『放課後カルテ』牧野の優しさに説得力持たせた松下洸平 名演見せ続けた子役たちの卒業

「自分の体と心を大切に扱うのは、基本だが、案外難しい。無理や我慢はせず、人に頼ることを恐れず、これからも健康でいてほしい」

 児童たちが帰宅し、静まり返った放課後。牧野(松下洸平)が保健室で黙々と作成していた児童一人ひとりの“カルテ”には、そんな温かい言葉が添えられていた。

 ついに最終回を迎えた『放課後カルテ』(日本テレビ系)。思えば、このドラマは学校医として小学校に赴任してきた牧野が、「保健室にはなるべく来ないでもらいたい」と児童たちに言い放つ場面から始まった。その上、仏頂面で態度もでかく、みんなから恐れられた牧野。今なら分かる。あの言葉にも、牧野なりの優しさが隠されていたということを。

 だけど、伝え方や態度は案外大事で、「この人は味方でいてくれている」という安心感が、人が前に進むきっかけになるのだと牧野は児童たちから教わった。

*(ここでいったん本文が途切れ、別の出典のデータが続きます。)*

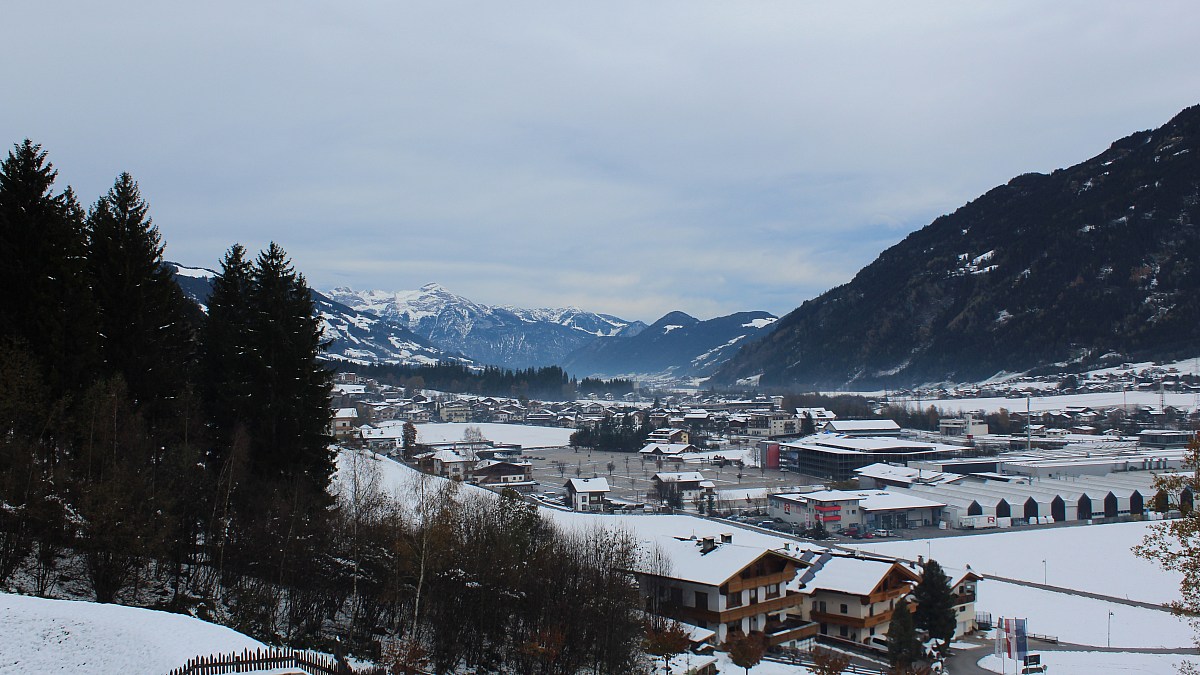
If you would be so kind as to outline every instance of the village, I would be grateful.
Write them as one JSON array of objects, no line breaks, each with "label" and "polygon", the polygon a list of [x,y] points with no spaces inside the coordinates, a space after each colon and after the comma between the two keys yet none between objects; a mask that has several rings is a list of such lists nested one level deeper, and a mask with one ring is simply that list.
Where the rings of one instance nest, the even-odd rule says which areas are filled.
[{"label": "village", "polygon": [[[818,646],[831,647],[864,669],[856,672],[882,672],[896,603],[920,583],[934,557],[929,542],[1140,526],[1178,517],[1194,500],[1188,488],[1155,487],[1156,474],[1184,467],[1193,434],[1153,426],[1164,416],[1151,405],[1121,411],[1146,425],[1133,434],[1096,433],[1094,423],[1113,411],[1080,405],[1012,411],[1021,433],[992,434],[983,411],[921,431],[890,419],[839,419],[825,408],[783,410],[782,397],[679,395],[665,405],[635,395],[567,403],[406,397],[355,376],[335,393],[334,433],[348,447],[513,491],[556,519],[608,515],[635,528],[667,561],[635,570],[647,610],[680,622],[690,637],[686,655],[672,661],[677,673],[717,672],[718,650],[744,635],[763,636],[768,659],[804,663]],[[605,424],[652,430],[623,451],[570,442],[575,430]],[[672,531],[651,514],[704,527]],[[899,553],[865,540],[925,546]],[[977,606],[989,575],[958,560],[947,572],[952,639],[961,647],[998,617]],[[1040,656],[1022,658],[1024,672],[1044,672]]]}]

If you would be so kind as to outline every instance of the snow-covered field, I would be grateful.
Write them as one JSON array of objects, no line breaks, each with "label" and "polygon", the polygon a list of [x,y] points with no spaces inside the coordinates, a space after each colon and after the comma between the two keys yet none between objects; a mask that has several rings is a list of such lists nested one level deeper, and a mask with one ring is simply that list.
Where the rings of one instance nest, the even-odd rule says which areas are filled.
[{"label": "snow-covered field", "polygon": [[1029,632],[1053,635],[1062,642],[1107,646],[1108,613],[1112,612],[1113,647],[1193,646],[1193,632],[1187,621],[1169,612],[1028,586],[982,581],[976,607],[994,617],[1027,618]]},{"label": "snow-covered field", "polygon": [[165,673],[198,655],[259,649],[181,614],[0,594],[0,673]]},{"label": "snow-covered field", "polygon": [[557,448],[567,445],[571,440],[574,429],[559,427],[535,427],[525,424],[497,424],[483,422],[480,424],[461,424],[448,422],[444,424],[417,424],[417,441],[420,443],[450,443],[461,441],[463,431],[467,427],[475,427],[483,433],[483,437],[497,443],[516,443],[522,449]]},{"label": "snow-covered field", "polygon": [[955,569],[970,565],[976,572],[1009,579],[1162,603],[1179,596],[1182,576],[1130,552],[1152,526],[1113,523],[1030,528],[913,541],[875,540],[854,548],[911,560],[929,555]]},{"label": "snow-covered field", "polygon": [[[1130,652],[1038,652],[1047,672],[1053,675],[1093,675],[1094,673],[1145,673],[1146,675],[1168,675],[1175,672],[1176,664],[1188,660],[1175,654],[1137,654]],[[1198,660],[1191,657],[1192,661]],[[994,672],[1001,670],[1000,659],[995,655],[979,661],[979,665]],[[1013,672],[1010,659],[1004,665]]]},{"label": "snow-covered field", "polygon": [[[1175,406],[1183,410],[1191,410],[1197,406],[1195,394],[1180,394],[1166,392],[1160,399],[1156,391],[1130,391],[1130,392],[1098,392],[1094,394],[1064,394],[1061,396],[1034,396],[1029,399],[1029,408],[1033,412],[1045,412],[1047,410],[1061,410],[1069,406],[1086,406],[1090,408],[1114,408],[1121,406],[1152,406],[1157,408],[1160,403],[1165,402],[1169,406]],[[895,399],[894,399],[895,400]],[[915,406],[916,399],[910,401]],[[972,411],[982,410],[985,413],[993,413],[1001,408],[1013,411],[1025,411],[1024,398],[951,398],[951,399],[923,399],[921,407],[928,408],[934,406],[945,412],[955,411]]]}]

不器用なだけでもともと優しい人だけど、より一層心を尽くすようになった牧野だから貴之(塚本高史)も心を開いてくれたのではないだろうか。

 貴之といえば、かつて牧野が担当した患者・真琴(三浦綺羅)の父で、気持ちの行き違いでトラブルになってしまった相手だ。産休中だった養護教諭の岩見(はいだしょうこ)の復帰が決まり、6年生の卒業とともに保健室を去ることになった牧野だが、病院へ戻る前に親子と向き合う必要があった。

 真琴が「胸の痛み」を隠していることを知った牧野は、小児科医局長の高崎(田辺誠一)に許可を取って彼の自宅を訪ねる。以前と変わった牧野を見て、貴之が静かに語り出したのは亡き妻・雅(大沢あかね)のこと。雅は呼吸器疾患の手術を受け、まもなく退院する予定だったが、新型コロナウイルスに感染したことで亡くなったという。